Rather than the traditional organized team activities (OTAs) or minicamps, teams have been holding virtual meetings to begin installing the playbook and going over schemes while players continue to work out on their own in accordance with social-distancing guidelines.
The wonders of technology do help in allowing teams to still meet with players under these conditions, but it does raise the question of how these changes could affect play on the field. New NFL On CBS analyst Charles Davis says the closest parallel we can make is to the 2011 lockout year. Though admittedly not a perfect comparison (as Davis puts it, the stakes are much different), it is an interesting one to consider.

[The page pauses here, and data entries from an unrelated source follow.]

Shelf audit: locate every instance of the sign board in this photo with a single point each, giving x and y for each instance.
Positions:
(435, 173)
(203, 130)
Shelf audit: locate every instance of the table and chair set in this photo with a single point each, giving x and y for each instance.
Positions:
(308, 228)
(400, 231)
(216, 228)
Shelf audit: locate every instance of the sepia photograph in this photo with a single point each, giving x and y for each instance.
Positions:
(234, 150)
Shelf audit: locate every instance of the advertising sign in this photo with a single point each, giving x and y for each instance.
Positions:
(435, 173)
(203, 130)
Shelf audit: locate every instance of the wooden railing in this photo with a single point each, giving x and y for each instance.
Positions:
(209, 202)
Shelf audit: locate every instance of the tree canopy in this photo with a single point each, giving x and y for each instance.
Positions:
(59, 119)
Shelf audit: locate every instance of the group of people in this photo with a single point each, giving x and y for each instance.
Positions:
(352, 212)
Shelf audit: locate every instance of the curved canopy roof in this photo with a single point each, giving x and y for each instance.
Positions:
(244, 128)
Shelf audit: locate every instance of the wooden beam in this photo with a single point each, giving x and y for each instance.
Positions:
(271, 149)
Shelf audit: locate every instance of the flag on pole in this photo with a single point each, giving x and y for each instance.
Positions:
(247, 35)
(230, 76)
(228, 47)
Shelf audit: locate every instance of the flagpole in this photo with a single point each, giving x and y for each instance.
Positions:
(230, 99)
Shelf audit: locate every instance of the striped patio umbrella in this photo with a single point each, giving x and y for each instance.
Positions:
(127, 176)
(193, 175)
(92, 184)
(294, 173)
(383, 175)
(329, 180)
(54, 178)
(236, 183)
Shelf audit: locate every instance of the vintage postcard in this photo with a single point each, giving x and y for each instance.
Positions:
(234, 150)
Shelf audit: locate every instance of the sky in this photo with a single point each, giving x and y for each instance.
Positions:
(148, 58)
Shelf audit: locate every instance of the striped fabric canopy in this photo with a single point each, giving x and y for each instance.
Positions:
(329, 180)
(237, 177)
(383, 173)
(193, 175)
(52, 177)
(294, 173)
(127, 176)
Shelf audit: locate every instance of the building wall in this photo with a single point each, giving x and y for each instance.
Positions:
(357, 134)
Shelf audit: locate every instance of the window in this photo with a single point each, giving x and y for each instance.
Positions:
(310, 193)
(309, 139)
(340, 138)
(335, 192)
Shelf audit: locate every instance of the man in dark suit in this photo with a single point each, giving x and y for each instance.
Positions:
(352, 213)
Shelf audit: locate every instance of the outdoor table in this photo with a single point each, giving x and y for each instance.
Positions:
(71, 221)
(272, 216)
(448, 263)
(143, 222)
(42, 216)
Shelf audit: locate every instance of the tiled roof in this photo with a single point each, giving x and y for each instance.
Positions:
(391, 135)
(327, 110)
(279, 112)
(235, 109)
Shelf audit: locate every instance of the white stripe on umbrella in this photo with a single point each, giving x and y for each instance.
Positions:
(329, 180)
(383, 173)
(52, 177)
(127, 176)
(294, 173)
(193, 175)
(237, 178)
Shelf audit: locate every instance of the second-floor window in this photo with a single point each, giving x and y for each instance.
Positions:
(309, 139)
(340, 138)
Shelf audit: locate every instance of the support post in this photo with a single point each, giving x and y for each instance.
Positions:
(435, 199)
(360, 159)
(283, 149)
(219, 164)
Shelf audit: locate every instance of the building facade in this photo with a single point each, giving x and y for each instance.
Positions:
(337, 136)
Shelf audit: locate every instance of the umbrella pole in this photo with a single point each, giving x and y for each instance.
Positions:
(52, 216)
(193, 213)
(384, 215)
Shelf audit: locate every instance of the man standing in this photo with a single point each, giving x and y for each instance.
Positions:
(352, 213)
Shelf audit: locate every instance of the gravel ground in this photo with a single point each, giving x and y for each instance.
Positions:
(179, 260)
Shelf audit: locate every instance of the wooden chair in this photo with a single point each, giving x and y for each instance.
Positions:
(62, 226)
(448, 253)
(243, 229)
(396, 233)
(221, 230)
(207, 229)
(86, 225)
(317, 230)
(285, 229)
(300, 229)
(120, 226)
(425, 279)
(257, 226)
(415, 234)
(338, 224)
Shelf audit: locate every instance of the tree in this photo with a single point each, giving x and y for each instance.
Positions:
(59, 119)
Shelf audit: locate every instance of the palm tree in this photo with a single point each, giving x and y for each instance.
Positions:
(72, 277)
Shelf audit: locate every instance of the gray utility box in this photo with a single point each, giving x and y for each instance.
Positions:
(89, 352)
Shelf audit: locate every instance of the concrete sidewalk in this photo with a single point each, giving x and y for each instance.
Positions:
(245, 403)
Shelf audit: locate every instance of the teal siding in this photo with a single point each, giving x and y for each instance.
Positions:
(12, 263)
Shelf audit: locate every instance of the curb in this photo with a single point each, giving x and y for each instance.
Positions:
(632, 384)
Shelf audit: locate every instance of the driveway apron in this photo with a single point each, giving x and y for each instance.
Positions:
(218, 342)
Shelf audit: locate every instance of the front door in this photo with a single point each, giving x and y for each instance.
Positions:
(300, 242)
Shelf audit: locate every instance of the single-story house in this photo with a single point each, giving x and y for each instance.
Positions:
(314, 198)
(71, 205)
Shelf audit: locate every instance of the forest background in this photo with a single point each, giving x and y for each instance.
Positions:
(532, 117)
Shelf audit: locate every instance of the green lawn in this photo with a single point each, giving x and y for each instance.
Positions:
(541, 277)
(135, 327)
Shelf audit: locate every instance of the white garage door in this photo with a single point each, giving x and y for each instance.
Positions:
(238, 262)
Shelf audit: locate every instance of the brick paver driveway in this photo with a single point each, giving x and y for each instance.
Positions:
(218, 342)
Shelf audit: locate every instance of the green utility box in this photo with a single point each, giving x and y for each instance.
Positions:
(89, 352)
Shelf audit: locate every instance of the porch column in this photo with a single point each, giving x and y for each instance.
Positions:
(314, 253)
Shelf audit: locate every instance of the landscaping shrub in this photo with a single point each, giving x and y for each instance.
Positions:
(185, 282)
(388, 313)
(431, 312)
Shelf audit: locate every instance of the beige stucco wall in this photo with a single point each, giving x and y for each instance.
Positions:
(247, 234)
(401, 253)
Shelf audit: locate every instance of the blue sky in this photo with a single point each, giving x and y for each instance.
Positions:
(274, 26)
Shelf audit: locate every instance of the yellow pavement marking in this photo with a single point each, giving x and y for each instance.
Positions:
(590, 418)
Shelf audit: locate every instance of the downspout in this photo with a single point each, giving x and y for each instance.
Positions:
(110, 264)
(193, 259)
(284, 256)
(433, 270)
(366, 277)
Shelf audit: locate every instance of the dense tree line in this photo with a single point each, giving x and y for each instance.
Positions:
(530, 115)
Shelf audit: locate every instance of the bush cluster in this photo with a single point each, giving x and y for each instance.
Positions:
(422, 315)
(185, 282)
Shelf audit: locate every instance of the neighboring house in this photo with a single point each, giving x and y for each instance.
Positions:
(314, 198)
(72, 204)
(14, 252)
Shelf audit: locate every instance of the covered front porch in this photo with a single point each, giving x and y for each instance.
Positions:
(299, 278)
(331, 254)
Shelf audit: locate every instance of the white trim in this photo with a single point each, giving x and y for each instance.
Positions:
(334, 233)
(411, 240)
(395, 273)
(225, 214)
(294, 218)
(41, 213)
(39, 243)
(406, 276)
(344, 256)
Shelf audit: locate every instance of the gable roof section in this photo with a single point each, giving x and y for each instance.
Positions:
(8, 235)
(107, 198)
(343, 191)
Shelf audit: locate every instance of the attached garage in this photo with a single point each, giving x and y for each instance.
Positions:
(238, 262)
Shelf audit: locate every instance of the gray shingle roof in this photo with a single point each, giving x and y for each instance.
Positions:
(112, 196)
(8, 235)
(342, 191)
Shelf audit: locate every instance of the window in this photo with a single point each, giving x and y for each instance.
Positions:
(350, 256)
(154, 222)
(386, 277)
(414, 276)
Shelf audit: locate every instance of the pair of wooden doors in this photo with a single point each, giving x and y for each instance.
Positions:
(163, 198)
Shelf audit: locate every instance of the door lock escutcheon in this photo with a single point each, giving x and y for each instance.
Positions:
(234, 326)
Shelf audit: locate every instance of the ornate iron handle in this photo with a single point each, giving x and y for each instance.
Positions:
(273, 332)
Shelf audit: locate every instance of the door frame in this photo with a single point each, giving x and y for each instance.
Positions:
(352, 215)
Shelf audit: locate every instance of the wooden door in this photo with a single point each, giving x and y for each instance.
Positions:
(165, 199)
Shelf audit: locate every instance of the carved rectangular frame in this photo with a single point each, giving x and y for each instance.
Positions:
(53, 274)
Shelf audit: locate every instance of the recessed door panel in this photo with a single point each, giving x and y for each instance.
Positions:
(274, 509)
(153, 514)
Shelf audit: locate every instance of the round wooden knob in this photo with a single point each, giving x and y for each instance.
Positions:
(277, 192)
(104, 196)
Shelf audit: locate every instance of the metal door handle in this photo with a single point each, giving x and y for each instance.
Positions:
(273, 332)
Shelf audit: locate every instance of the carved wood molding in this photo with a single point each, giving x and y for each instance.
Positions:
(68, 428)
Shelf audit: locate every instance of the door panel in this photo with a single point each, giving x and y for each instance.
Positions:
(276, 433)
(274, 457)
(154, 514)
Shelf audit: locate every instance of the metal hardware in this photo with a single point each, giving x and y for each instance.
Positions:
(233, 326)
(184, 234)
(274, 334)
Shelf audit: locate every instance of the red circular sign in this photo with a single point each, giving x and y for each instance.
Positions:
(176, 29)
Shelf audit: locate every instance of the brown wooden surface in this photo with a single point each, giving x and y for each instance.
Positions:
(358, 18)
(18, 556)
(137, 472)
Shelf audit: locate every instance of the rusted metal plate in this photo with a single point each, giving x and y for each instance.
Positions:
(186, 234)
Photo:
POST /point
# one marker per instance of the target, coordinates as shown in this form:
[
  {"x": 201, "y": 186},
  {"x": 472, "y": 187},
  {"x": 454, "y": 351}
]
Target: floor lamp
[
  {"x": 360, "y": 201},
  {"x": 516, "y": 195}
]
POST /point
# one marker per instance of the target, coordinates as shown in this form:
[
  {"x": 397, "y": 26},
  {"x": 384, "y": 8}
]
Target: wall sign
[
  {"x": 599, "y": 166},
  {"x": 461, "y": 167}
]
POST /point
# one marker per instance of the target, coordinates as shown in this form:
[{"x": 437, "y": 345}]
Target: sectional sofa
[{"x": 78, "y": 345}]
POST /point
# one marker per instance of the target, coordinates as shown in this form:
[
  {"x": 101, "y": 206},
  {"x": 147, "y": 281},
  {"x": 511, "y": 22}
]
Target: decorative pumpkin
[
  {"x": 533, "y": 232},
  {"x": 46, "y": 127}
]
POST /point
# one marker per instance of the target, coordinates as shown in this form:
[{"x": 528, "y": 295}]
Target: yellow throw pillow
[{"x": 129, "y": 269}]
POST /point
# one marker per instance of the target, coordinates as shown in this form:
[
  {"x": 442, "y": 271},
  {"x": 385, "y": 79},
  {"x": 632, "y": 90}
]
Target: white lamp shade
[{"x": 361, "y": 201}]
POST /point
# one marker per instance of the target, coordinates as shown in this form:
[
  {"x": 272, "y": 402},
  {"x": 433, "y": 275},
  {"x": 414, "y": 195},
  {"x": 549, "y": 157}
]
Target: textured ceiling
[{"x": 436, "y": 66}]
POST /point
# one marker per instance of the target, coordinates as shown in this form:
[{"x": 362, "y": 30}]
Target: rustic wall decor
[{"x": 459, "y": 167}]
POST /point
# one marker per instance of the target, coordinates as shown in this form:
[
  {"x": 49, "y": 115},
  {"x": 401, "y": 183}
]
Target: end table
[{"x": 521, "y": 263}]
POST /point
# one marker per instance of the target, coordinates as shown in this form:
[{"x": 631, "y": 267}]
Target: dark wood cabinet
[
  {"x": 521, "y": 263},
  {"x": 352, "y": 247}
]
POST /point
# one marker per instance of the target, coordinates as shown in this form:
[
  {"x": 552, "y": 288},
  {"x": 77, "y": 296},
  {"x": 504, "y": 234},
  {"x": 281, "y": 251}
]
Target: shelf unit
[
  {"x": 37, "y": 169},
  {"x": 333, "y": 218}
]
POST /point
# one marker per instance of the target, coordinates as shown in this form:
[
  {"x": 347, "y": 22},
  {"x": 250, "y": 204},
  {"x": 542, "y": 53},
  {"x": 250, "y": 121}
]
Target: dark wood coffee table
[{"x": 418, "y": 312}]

In that 2011 season, when the two sides were still negotiating a new collective bargaining agreement deep into the summer, teams and players weren’t allowed to meet at all. In comparison, this offseason is better from a connectivity point of view, as teams have been able to meet virtually. It is in this way that Davis believes that, though the offseason is markedly different, teams will still be able to prepare for the fall.
“They couldn’t meet, they couldn’t talk, they couldn’t do anything,” said Davis of the 2011 season. “In this case, at least with our technology and being virtual and being connected, that has to help at least some. We won’t know the full results until we see how long they go before they can meet with each other on the field. I think the training and the learning will go as well as it can go in today’s era.”
Davis is quick to point out, however, that those meetings only take you so far. At some point teams getting on the field and practicing together needs to happen. How long that time away from the field extends will determine what we see on the field on Sundays.
While the league continues to work to determine how best to keep players, staffs and fans safe in returning to football, the rest of the offseason has gone on virtually. Teams filled their needs through free agency and the draft, and two in particular stood out to Davis in how well they did so: the Baltimore Ravens and Miami Dolphins.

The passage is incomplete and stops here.